どこかのタイミング(たぶん高校生)でその話を知った私は、この頃、物語に登場する「私は、私にできることをしているだけ」という言葉を胸に刻んで行動していました。気になる人は調べてみてください。


3年目:ブラッシュ・アップ


3年次生になり、京都市内で1人暮らしをはじめます。正直、2年次生の頃以上に孤独を感じる機会が増える日々でした。少しずつ対面授業が増えてきたのに、学内にいる学生の数は戻らない。

オンライン授業というものが始まってから、大学や授業というものの捉え方がガラリと変わった気がします。まるで塾のような感じに。

2年目を迎えたコロナ禍は、私にとってブラッシュアップの1年でした。急いで場を作るのではなく、よりよい場やモノを作ろうと。

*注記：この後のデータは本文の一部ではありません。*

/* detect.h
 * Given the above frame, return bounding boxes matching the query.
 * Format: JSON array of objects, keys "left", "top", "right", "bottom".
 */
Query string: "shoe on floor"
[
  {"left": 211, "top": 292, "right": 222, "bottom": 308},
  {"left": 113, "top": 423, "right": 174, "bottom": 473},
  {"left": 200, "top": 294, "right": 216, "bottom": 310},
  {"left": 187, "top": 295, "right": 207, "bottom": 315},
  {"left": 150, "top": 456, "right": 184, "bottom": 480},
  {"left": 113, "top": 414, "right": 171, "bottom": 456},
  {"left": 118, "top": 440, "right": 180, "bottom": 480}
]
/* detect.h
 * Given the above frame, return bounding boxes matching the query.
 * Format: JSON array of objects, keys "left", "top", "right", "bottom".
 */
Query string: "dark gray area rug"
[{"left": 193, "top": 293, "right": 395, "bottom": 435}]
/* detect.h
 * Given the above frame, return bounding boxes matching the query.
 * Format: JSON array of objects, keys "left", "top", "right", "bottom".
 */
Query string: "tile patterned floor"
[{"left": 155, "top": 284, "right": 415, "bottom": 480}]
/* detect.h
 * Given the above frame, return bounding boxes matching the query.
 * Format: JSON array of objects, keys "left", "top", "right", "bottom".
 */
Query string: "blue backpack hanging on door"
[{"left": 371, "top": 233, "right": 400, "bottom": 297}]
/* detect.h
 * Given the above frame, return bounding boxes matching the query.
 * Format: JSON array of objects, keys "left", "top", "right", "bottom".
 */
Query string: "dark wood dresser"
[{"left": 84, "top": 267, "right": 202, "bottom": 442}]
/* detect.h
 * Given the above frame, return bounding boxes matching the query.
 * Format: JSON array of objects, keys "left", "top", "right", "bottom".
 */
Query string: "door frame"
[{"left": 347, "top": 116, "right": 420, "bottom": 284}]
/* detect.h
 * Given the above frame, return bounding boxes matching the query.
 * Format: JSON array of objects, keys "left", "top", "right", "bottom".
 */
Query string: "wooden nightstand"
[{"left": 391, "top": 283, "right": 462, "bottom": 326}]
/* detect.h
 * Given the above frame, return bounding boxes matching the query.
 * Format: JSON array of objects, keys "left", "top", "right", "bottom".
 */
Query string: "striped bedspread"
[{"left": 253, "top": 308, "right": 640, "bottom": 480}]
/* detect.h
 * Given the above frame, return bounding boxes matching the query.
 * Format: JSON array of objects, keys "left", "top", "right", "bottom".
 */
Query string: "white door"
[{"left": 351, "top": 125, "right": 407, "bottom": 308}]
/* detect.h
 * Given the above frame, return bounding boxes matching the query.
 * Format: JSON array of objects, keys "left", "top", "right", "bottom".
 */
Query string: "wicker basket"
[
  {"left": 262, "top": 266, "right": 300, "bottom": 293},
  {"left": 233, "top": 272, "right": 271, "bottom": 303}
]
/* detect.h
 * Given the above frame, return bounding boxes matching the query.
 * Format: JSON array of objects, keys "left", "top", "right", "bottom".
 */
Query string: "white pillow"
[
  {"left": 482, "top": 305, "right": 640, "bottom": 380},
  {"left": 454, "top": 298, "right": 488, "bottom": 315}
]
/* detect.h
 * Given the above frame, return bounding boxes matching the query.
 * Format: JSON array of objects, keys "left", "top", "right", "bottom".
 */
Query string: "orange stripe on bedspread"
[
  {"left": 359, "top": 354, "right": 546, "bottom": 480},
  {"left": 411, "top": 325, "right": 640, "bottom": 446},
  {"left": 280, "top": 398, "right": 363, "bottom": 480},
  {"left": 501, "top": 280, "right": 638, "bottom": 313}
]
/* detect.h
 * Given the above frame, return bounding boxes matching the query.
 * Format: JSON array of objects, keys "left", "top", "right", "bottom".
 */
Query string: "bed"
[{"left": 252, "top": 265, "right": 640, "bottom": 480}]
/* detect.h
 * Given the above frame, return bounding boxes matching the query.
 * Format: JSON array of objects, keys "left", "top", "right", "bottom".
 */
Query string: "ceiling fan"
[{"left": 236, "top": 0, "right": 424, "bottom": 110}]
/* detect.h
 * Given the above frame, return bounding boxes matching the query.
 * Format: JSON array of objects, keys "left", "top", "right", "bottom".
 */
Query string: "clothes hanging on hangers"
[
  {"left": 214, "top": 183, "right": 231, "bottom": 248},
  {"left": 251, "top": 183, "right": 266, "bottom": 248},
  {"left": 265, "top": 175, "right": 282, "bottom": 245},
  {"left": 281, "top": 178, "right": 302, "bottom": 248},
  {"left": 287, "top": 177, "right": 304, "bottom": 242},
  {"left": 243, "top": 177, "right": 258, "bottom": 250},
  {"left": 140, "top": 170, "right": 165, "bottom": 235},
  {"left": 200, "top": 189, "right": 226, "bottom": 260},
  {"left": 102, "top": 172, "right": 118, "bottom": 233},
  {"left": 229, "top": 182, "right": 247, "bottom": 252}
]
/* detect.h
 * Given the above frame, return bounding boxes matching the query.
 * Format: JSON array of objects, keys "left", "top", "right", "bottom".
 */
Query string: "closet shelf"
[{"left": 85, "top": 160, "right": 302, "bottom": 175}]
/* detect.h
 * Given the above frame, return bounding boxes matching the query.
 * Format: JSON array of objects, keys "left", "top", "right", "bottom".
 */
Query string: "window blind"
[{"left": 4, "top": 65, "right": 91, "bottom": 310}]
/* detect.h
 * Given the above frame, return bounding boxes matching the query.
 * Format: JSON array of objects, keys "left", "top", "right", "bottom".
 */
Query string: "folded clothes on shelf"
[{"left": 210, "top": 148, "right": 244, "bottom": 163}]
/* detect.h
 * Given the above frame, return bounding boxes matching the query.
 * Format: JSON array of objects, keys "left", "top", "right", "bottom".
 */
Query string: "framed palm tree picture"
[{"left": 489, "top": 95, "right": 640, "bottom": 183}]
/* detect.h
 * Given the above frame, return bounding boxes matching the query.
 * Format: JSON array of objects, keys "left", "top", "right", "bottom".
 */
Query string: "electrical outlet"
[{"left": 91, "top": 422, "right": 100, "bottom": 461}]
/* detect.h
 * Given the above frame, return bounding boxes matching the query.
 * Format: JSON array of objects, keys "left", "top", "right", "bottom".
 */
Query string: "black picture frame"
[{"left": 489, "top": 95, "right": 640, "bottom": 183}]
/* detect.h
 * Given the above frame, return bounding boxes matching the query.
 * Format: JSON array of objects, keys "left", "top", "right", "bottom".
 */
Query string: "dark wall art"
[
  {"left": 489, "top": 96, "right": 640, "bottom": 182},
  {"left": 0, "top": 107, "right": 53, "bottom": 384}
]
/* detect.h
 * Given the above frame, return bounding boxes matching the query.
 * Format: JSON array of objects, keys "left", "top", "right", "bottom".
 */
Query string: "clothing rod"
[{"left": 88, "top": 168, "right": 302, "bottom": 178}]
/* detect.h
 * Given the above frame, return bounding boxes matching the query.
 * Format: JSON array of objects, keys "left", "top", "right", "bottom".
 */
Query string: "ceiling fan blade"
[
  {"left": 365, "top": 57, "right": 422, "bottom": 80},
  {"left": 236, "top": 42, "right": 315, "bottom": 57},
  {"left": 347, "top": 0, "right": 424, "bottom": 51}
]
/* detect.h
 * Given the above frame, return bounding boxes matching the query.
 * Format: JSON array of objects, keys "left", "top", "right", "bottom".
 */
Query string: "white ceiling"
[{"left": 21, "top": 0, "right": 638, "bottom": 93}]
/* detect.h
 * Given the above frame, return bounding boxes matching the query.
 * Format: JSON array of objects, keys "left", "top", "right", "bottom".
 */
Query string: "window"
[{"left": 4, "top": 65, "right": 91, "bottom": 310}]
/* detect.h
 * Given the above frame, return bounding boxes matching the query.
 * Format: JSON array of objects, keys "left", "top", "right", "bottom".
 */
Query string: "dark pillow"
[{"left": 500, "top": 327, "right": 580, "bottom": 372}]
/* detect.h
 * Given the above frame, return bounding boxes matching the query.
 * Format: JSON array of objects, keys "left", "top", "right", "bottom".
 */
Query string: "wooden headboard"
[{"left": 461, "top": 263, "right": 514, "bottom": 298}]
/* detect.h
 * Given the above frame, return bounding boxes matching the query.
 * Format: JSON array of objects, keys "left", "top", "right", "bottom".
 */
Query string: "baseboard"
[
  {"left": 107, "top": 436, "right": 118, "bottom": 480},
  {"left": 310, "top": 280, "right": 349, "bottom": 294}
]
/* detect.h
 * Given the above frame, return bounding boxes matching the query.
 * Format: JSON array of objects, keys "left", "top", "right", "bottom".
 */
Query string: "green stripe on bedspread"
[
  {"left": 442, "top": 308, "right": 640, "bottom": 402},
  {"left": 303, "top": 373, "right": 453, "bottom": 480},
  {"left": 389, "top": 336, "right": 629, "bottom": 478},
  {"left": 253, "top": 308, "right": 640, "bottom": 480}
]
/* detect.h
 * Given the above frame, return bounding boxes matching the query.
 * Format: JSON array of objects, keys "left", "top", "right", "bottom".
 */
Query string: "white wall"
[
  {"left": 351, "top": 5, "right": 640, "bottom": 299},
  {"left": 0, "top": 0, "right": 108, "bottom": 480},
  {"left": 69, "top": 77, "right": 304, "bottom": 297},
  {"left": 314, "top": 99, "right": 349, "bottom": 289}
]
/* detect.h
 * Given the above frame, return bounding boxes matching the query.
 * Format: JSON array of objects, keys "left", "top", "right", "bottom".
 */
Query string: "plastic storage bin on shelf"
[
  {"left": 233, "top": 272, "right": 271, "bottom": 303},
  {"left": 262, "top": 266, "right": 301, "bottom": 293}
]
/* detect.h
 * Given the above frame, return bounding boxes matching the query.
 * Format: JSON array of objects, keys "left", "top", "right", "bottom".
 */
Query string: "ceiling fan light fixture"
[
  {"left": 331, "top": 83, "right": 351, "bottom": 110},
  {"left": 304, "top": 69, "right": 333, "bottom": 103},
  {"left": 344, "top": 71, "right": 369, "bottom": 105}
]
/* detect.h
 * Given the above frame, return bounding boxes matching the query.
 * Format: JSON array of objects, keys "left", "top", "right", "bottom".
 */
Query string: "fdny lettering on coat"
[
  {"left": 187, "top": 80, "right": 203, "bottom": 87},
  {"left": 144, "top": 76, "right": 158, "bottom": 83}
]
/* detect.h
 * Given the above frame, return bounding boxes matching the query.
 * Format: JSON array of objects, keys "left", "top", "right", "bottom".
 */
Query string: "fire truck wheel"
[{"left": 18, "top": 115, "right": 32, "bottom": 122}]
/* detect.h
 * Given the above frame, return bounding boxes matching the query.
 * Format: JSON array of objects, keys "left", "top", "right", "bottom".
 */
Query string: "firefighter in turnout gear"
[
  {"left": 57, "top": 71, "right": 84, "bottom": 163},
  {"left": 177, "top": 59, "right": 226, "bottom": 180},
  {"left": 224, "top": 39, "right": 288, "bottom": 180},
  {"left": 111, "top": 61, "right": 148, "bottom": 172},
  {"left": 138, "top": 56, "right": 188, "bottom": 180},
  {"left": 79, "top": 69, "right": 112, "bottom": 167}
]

テレビのない1人暮らしの環境になったため、パソコンと向き合う時間が増えました。例えば、見やすいパワーポイントのスライドを考えてみたり、少し手のかかることをしてみたり。自分の腕を磨く、そんな日々を送っていました。といいつつ、大半の時間は「暇」で、いろんなことに手を出していたように感じます。

いつの間にか、就職活動も終わりました。


4年目:Well-being(自分と向き合う)


4年目は、自分と向き合う時間がものすごく増えました。就活とか、コロナ禍での色々な企画とか、3年目までは "他者からどう見えるのか" を強く意識していたのかもしれないな、なんてことを今になって思います。後悔は全くしていませんが。

この1年は、ウェルビーイングというものに触れる時間がありました。相手の幸せじゃなくて、自分にとっての幸せを考えるという初めての機会。参加したプロジェクトそのものはとても充実していましたが、自分と向き合うというものは、時に苦しいもの。

それを他人に話したり、文字にする機会もありました。そんなことを通していくうちに、「だいちさん、最近ようやく自分のことを話すようになった」と言われたり。色んな企画をしている中で、素の自分自身を後回しにしていたことに気付いたわけです。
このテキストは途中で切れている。